Each HTTP GET request would retrieve 25 posts (1st request likely retrieve more than 25 posts, if the subreddit contains at least 1 stickied post). We aim to retrieve 500 posts per subreddit:

In [11]:
# Run with is_live_data_collection=True only for live data collection. 
#
# For demo purpose, set is_live_data_collection=False to scrape only 50 posts for proof-of-concept.
#
is_live_data_collection = False

if is_live_data_collection:
    target_number_of_post = 500
else:
    target_number_of_post = 50

post_count_per_request = 25

iteration_count = int(target_number_of_post / post_count_per_request)
iteration_count

2

### Define web scraping function for 1 subreddit:

In [12]:
def collect_reddit_posts(url, iter_count, after_value=None):
    posts = []
    after = after_value

    for index in range(iter_count):
        if after == None:
            current_url = url
        else:
            current_url = url + '?after=' + after
        print(current_url)
        req = requests.get(current_url, headers={'User-agent': user_agent})

        if req.status_code != 200:
            print('[collect_reddit_posts] Status error: {} {}', req.status_code, req.reason)
            break
        else:
            print('[collect_reddit_posts] Iteration #{}, HTTP response: {} {}'.format(index, req.status_code, req.reason))

        request_dict = req.json()
        subreddit_posts = [node['data'] for node in request_dict['data']['children']]
        posts.extend(subreddit_posts)
        after = request_dict['data']['after']
        
        sleep_duration = random.randint(10, 60) # set delay of random no. of seconds
        print('[collect_reddit_posts] Extracted {} post(s), now sleeping for {}s'.format(len(subreddit_posts), sleep_duration))
        time.sleep(sleep_duration) # execute delay before next iteration
        
    return posts, after

### Define aggregation function to collectively scrap and save data from multiple subreddits:

In [13]:
def aggregate_reddit_posts(url_list, filename_list, iter_count, after_list):
    print('url list: {}'.format(url_list))
    print('filename list: {}'.format(filename_list))
    print('iter_count: {}'.format(iter_count))
    for item in zip(url_list, filename_list, after_list):
        print('[aggregate_reddit_posts] Scraping post for [{}]'.format(item[0]))
        posts, after = collect_reddit_posts(
                                        item[0], 
                                        iter_count, 
                                        item[2])
        print('[aggregate_reddit_posts] Saving posts to csv file: {}_[{}].csv'.format(item[1], after))
        pd.DataFrame(posts).to_csv('../data/{}_[{}].csv'.format(item[1], after))

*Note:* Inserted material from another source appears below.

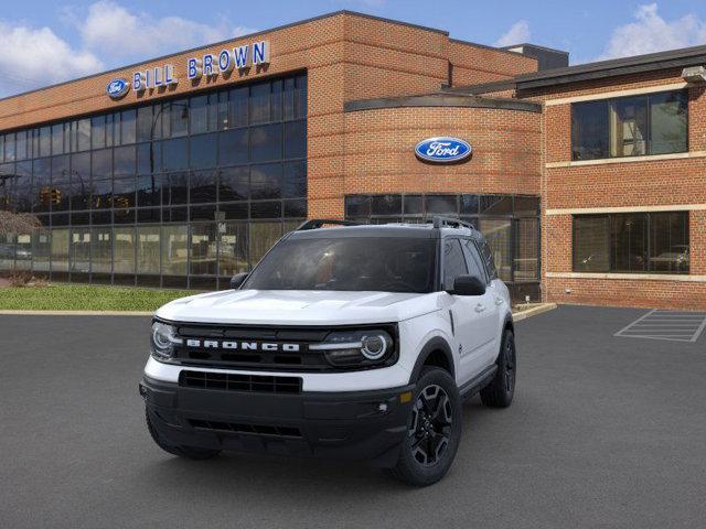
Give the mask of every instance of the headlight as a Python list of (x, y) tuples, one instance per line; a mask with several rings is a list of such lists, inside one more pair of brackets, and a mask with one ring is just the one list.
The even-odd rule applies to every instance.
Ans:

## Perform web scraping and saving of data from the 2 subreddits

In [14]:
after_list = [None, None]

In [15]:
subreddit_url_list

['https://www.reddit.com/r/homeassistant.json',
 'https://www.reddit.com/r/homeautomation.json']

In [16]:
aggregate_reddit_posts(subreddit_url_list, subreddit_title_list, iteration_count, after_list)

url list: ['https://www.reddit.com/r/homeassistant.json', 'https://www.reddit.com/r/homeautomation.json']
filename list: ['home_assistant', 'home_automation']
iter_count: 2
[aggregate_reddit_posts] Scraping post for [https://www.reddit.com/r/homeassistant.json]
https://www.reddit.com/r/homeassistant.json
[collect_reddit_posts] Iteration #0, HTTP response: 200 OK
[collect_reddit_posts] Extracted 26 post(s), now sleeping for 34s
https://www.reddit.com/r/homeassistant.json?after=t3_k7k3m4
[collect_reddit_posts] Iteration #1, HTTP response: 200 OK
[collect_reddit_posts] Extracted 25 post(s), now sleeping for 24s
[aggregate_reddit_posts] Saving posts to csv file: home_assistant_[t3_k796m5].csv
[aggregate_reddit_posts] Scraping post for [https://www.reddit.com/r/homeautomation.json]
https://www.reddit.com/r/homeautomation.json
[collect_reddit_posts] Iteration #0, HTTP response: 200 OK
[collect_reddit_posts] Extracted 25 post(s), now sleeping for 40s
https://www.reddit.com/r/homeautomation.js

Subreddit data in the saved CSV files can be used for cleaning and analysis in the next notebook.